Я вытаращила глаза. Эта штуковина не походила на живое создание!
– На вид не такое уж продвинутое создание. Просто липкая грязь.
– Однако очень умная «грязь», – ответила Фестина. – Эта фотография сделана в кабинете адмирала Винсенса, нынешнего президента Высшего совета. Однажды вечером, вернувшись домой, он обнаружил у себя эту «грязь», каким-то образом преодолевшую сложную охранную систему. Она представилась официальным посланником лас фуентес, сообщила номер, по которому можно с ней связаться, и исчезла – просто протекла сквозь кожу кресла и ушла в пол.
– Фуентес и прежде выглядели как красное желе? – поинтересовалась Ладжоли. – Когда строили фонтаны?
– Согласно данным археологии, нет. Они кремировали покойников, так что физических останков не сохранилось… однако найдены кое-какие инструменты, сломанная мебель, вещи – из изучения которых следует, что у них были обычные тела. Когда у этого посланника спросили, в чем причина таких изменений, он ответил: «Мы стали взрослыми». – Фестина снова перевела взгляд на экран. – В результате сейчас, насколько нам известно, у лас фуентес нет никакой своей планеты, только один-единственный посланник на Новой Земле. Он не заговаривает о торговле, отказывается консультировать в области науки и игнорирует просьбы о культурном обмене. Время от времени он выступает в качестве третейского судьи в спорах или разъясняет точку зрения Лиги Наций по поводу сложных юридических коллизий – что мы должны делать, чтобы оставаться разумными существами, – но от нас вроде бы совершенно ничего не хочет. Не интересуется нашими разработками, нашими данными, нашими средствами, нашими товарами. Видимо, какие бы цели люди-желе ни преследовали, человечество слишком примитивно, чтобы от нас им был хоть какой-то толк.
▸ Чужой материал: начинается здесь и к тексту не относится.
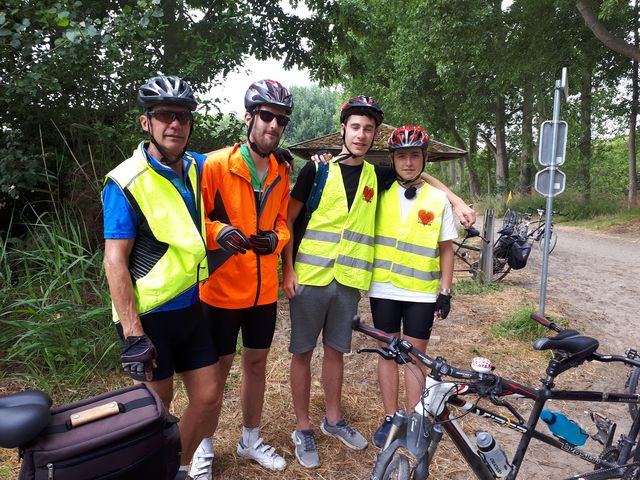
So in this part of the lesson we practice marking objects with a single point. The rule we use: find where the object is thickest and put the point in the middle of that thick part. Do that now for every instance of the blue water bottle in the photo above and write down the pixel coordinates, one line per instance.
(564, 428)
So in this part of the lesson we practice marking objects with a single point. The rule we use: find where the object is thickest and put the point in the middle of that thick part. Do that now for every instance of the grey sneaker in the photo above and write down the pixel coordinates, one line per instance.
(202, 462)
(343, 432)
(306, 449)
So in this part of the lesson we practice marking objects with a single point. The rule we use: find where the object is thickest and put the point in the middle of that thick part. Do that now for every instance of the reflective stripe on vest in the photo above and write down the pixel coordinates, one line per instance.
(338, 243)
(407, 253)
(169, 255)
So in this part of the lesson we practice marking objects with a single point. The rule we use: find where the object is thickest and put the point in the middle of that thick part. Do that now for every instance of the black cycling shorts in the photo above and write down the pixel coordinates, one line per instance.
(258, 325)
(416, 318)
(182, 339)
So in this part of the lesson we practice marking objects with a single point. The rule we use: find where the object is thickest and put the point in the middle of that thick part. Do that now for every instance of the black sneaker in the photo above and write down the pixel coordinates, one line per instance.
(380, 435)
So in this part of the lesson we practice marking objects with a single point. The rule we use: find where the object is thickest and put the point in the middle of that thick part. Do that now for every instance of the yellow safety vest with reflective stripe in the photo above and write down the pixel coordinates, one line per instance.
(338, 242)
(169, 253)
(407, 253)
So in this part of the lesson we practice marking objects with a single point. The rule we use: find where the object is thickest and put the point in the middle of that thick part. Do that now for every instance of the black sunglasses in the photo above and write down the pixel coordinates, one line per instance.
(267, 117)
(168, 116)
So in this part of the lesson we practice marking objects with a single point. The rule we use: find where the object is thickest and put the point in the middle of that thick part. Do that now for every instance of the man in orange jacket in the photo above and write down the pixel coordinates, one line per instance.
(245, 190)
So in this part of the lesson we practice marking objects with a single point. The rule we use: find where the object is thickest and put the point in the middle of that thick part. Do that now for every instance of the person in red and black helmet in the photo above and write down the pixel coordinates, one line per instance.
(414, 232)
(328, 262)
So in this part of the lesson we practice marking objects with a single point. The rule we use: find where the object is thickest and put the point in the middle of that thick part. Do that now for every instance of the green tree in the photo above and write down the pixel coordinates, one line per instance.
(315, 113)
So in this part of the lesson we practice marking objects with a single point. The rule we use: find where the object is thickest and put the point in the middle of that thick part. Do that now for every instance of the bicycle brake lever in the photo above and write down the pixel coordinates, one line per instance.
(383, 352)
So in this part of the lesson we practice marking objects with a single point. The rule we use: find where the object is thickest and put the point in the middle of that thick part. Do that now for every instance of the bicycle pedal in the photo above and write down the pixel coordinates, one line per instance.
(606, 428)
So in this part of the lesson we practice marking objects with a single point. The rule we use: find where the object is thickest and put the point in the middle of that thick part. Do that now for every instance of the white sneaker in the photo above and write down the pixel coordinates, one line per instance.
(202, 463)
(262, 453)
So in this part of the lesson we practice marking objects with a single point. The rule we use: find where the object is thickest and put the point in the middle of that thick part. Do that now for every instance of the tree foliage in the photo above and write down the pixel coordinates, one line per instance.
(71, 68)
(315, 113)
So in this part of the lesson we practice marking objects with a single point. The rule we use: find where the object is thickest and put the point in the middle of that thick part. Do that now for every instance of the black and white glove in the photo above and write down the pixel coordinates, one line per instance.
(283, 155)
(233, 240)
(443, 305)
(138, 357)
(265, 242)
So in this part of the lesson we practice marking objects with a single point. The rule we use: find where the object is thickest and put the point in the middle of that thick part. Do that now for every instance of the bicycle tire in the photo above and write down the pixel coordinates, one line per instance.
(632, 386)
(398, 468)
(552, 241)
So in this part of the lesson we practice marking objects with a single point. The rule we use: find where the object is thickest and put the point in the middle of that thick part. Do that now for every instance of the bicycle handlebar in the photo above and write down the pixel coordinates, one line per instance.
(438, 366)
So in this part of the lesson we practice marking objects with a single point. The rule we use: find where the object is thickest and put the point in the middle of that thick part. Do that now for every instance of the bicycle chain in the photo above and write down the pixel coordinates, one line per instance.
(597, 473)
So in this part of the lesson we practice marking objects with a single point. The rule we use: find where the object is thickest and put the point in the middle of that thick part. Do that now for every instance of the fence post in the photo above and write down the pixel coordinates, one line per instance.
(486, 250)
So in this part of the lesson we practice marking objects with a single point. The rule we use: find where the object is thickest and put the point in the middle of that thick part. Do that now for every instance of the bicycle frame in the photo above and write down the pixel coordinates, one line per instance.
(528, 430)
(438, 395)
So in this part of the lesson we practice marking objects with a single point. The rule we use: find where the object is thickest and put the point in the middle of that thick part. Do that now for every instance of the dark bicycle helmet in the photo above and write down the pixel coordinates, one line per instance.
(268, 92)
(408, 137)
(362, 105)
(166, 89)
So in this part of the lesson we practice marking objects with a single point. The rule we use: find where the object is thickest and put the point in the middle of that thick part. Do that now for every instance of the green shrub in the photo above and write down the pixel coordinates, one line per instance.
(55, 315)
(472, 287)
(520, 326)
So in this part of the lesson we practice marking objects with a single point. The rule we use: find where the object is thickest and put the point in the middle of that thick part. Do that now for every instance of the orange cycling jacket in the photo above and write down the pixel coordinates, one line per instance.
(242, 281)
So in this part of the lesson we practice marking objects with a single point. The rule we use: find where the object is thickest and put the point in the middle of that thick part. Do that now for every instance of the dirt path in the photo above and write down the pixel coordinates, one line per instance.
(596, 277)
(592, 278)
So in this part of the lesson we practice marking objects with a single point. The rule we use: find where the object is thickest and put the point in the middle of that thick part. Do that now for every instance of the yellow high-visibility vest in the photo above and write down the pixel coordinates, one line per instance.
(406, 252)
(338, 242)
(169, 253)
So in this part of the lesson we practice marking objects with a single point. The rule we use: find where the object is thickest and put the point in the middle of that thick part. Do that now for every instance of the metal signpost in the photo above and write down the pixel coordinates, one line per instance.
(551, 181)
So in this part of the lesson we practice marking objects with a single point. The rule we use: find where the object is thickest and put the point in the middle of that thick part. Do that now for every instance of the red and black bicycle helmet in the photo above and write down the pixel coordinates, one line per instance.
(408, 136)
(166, 89)
(268, 92)
(364, 106)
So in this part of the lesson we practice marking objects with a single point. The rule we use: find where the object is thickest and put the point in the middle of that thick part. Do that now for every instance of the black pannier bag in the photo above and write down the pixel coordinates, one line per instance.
(518, 253)
(122, 435)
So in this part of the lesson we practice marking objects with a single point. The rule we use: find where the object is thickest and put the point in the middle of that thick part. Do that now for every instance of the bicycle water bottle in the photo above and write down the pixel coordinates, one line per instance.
(492, 454)
(564, 428)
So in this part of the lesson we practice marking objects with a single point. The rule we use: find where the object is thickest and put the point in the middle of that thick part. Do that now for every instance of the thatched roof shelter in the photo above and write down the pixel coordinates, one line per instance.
(379, 153)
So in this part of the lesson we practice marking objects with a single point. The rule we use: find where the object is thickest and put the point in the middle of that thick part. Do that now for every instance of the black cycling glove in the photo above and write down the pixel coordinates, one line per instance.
(265, 242)
(283, 155)
(443, 305)
(233, 240)
(138, 357)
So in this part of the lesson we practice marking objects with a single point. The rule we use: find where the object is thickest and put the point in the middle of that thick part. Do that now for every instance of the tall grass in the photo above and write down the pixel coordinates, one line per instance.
(55, 315)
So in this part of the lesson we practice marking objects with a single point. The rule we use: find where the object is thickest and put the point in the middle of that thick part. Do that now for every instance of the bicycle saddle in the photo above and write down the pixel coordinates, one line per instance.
(471, 232)
(570, 341)
(22, 417)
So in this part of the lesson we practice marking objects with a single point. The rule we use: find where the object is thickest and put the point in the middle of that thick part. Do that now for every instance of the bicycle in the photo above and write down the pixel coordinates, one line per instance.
(420, 432)
(534, 229)
(469, 255)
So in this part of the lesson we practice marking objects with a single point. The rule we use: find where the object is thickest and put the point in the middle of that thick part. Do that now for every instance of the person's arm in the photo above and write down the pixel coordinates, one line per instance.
(289, 276)
(116, 261)
(443, 302)
(465, 213)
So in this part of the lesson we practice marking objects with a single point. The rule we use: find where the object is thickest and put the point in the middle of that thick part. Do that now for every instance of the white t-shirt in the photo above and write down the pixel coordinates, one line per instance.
(447, 232)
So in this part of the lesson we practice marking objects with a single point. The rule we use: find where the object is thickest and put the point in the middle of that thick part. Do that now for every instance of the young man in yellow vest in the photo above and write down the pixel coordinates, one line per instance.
(413, 265)
(155, 255)
(327, 264)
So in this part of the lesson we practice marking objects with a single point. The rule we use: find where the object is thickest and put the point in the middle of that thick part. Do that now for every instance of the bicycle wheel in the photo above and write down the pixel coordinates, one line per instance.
(552, 241)
(398, 468)
(500, 269)
(632, 386)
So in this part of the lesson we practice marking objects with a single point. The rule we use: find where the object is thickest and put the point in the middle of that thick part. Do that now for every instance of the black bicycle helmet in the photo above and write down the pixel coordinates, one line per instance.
(268, 92)
(408, 136)
(362, 105)
(166, 89)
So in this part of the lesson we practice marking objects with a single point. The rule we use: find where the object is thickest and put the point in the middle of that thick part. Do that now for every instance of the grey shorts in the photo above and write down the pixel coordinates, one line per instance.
(329, 309)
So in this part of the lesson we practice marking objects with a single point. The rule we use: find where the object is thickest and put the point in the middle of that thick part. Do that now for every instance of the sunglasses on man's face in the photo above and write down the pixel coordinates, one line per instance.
(267, 117)
(168, 116)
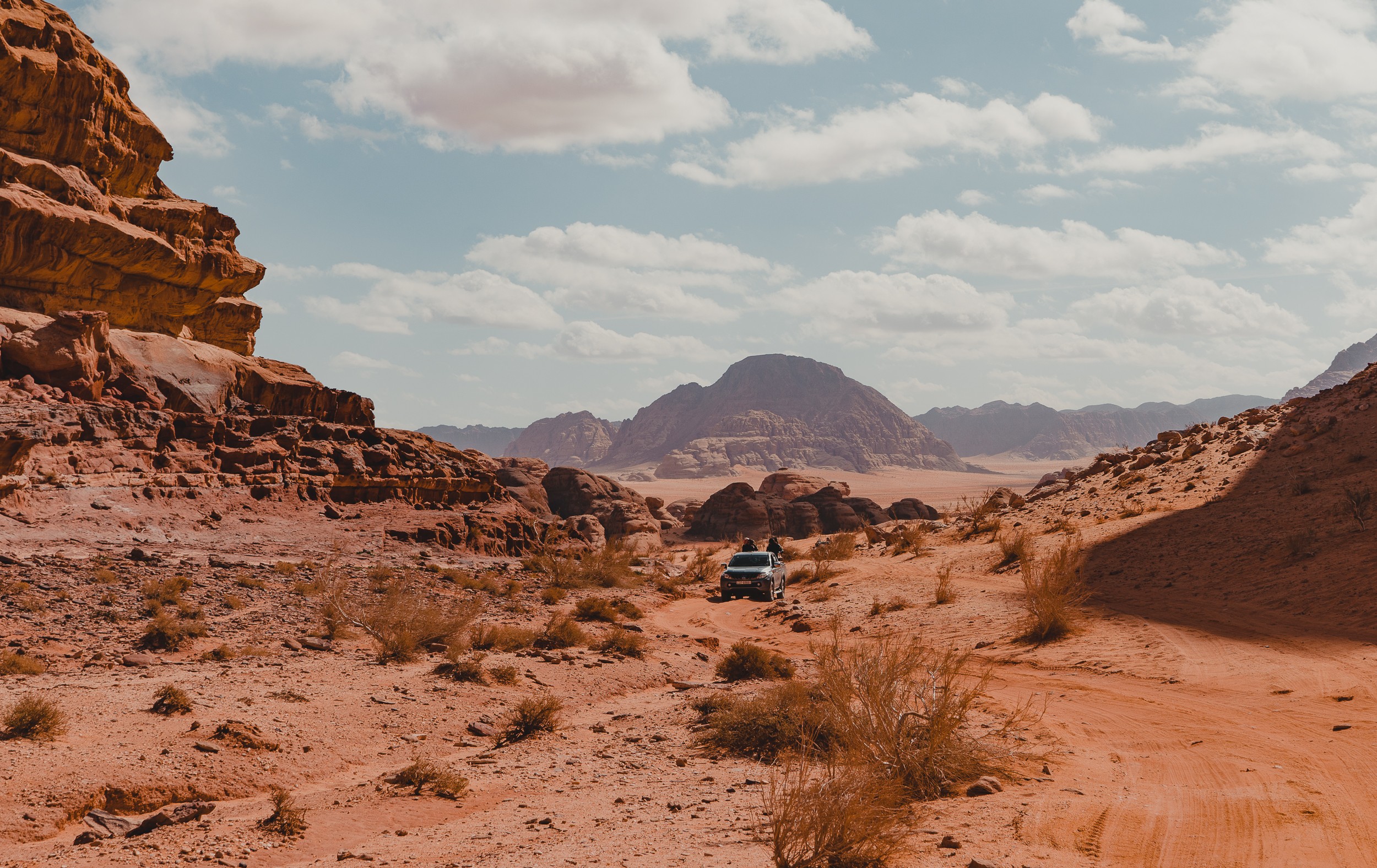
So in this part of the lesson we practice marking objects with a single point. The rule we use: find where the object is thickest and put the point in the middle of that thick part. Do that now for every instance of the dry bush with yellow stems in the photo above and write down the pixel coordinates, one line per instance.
(34, 717)
(905, 710)
(442, 780)
(1014, 547)
(831, 815)
(1054, 592)
(403, 620)
(502, 637)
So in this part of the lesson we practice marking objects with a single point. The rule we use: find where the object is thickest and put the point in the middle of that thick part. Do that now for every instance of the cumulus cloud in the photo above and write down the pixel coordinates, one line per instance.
(522, 75)
(1109, 25)
(365, 363)
(880, 141)
(473, 298)
(850, 305)
(977, 245)
(610, 268)
(593, 342)
(1340, 243)
(1216, 144)
(1190, 306)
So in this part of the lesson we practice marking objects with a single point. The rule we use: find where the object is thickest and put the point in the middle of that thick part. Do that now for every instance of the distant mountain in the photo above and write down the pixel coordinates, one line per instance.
(568, 440)
(1039, 432)
(489, 441)
(770, 413)
(1340, 371)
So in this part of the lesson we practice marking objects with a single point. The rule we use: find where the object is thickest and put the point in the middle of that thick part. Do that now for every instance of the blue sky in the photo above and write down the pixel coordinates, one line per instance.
(480, 213)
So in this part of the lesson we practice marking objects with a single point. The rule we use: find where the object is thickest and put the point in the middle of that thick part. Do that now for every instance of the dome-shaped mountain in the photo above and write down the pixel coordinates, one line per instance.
(777, 411)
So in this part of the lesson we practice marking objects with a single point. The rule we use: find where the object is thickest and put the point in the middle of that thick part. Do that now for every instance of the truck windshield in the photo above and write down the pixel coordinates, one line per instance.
(751, 558)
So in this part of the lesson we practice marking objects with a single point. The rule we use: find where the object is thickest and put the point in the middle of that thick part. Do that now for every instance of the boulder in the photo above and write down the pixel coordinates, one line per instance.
(789, 484)
(910, 509)
(835, 514)
(621, 512)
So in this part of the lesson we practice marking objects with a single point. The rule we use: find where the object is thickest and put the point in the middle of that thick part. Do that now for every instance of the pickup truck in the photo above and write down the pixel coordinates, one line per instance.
(755, 573)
– И тем не менее, – задумчиво произнес Нимбус, – лас фуентес не отзывают своего посланника.
– Спорю, они просто приглядывают за нами, дикарями, – сказал Уклод. – Мы – низшие расы и не настолько умны, чтобы этим высокомерным типам было чем у нас поживиться, однако, видимо, каким-то образом мы можем причинить им вред. Если мы вдруг изобретем способ видоизменяться до такого же желеобразного состояния, лас фуентес хотели бы узнать об этом заранее. А то мы – раз, и превратимся из безвредных деревенщин в прямых соперников.